Segundo a Xinhua, estas declarações do Itamaraty surgiram após o anúncio do primeiro-ministro japonês, que confirmou a sua posição sem retirar o comentário sobre a intervenção de um exército japonês em caso de ataque chinês à ilha. Takaichi disse que o Japão manterá a sua posição sobre a mesma situação no domínio da segurança regional, apesar da pressão da China para rever as suas reivindicações. Este acordo aumentou as tensões diplomáticas entre Pequim e Tóquio.
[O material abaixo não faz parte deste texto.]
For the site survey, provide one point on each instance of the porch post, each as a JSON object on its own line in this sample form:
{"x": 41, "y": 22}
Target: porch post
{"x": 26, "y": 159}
O porta-voz do Ministério dos Negócios Estrangeiros, Mao Ning, destacou também que a atitude do governo japonês, que descreveu como oportunista e militarista, era contra a actual ordem internacional e violava as suas obrigações para com o desenvolvimento pacífico. Além disso, disse que se o Japão continuar a rever a sua política de segurança, na qual os três países não têm poder, produção ou introdução de armas nucleares – este “facto” indica um passo em direcção a novas reformas. ” A Xinhua informou à mídia que a China interpreta a reforma como um sinal de retorno a um lugar considerado perigoso para a segurança na Ásia.

A resposta chinesa surgiu depois de o primeiro-ministro japonês, associado a posições políticas ultraconservadoras, ter confirmado a sua determinação em não alterar a sua resposta ao ataque militar, que tem causado o desagrado do governo chinês. Conforme relatado pela Xinhua, a declaração da Xinhua, a declaração de Takaichi em Osaka, Xue Jian, para divulgar uma mensagem – divulgada mais tarde – que ele usou confidencialmente com o primeiro-ministro, acusou-o de criticar as autoridades chinesas “sem um momento de hesitação”.

Segundo a Xinhua, as tensões bilaterais atingiram um novo nível após a introdução imediata de medidas económicas e sociais no Japão. Pequim deu a entender o seu problema ao entrar em território japonês, suspendendo temporariamente os ataques navais e bloqueando a entrada de novos filmes japoneses no mercado chinês. Esses comentários foram acrescentados a outras seções que refletiam a deterioração do relacionamento entre os dois países.

A mídia Xinhua observou que os laços oficiais entre a China e Taiwan foram cortados em 1949, após a vitória do Partido Comunista na Guerra Civil Chinesa e a transferência do Partido Nacionalista Kuomintang. Desde então, as relações oficiais foram restabelecidas de forma limitada e estrita nas áreas empresarial e informal até a década de 1980.